Several months earlier, on March 17, 1987, Dr. Mouret had performed his first laparoscopic cholecystectomy on a 50-year-old woman suffering from painful pelvic adhesions and symptomatic gallbladder lithiasis. He was scheduled to perform two operations: gynecologic adhesiolysis, and cholecystectomy. According to an article he wrote on his experience (Ann Acad Med 1996;25:744-747), Dr. Mouret used a hook dissector to free the gallbladder, and then sealed the cystic artery and clipped the cystic duct with a clip applier. Because there was no video on which to view the inside of the abdomen, Dr. Mouret had to lie on the patient’s thigh in order to look through the laparoscope (J Minim Access Surg 2011;7:165-168).

In 1988, Jacques Perissat, MD, a renowned gastrointestinal and laparoscopic surgeon who worked at Bordeaux Segalen University in France, saw Dr. Dubois’ laparoscopic cholecystectomy. Dr. Perissat helped modify the technique by using extracorporeal shock wave lithotripsy to break up gallstones in a noninvasive way. With Dr. Perissat’s support, the procedure gained credibility in France’s academic climate, which normally resisted change, Dr. Kavic said.
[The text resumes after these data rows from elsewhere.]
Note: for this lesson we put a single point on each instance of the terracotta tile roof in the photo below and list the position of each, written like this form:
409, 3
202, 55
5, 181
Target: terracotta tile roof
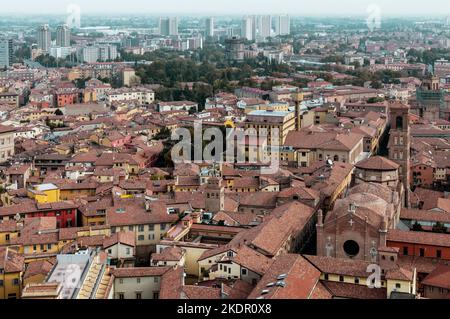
169, 254
172, 282
432, 239
323, 140
321, 292
352, 291
301, 278
131, 272
259, 199
302, 192
126, 212
252, 260
238, 289
38, 231
236, 219
400, 273
440, 277
40, 267
125, 238
423, 215
378, 163
11, 260
201, 293
444, 204
285, 221
427, 196
8, 225
339, 266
Dr. Mühe finally received the GSS Anniversary Award for his pioneering work in endoscopic surgery in 1992, the same society that had rejected his ideas six years earlier. The president of GSS, Franz Gall, MD, called Dr. Mühe’s work in laparoscopic cholecystectomy “one of the greatest original achievements of German medicine in recent history” (JSLS 2001;5:89-94).

By this time, the laparoscopic revolution was in full force. “Many things had come together at the same time,” Dr. Kavic recalled. “We had the laparoscope, a camera that could videotape procedures and enabled surgeons to teach and spread the word among colleagues who didn’t speak the same language.”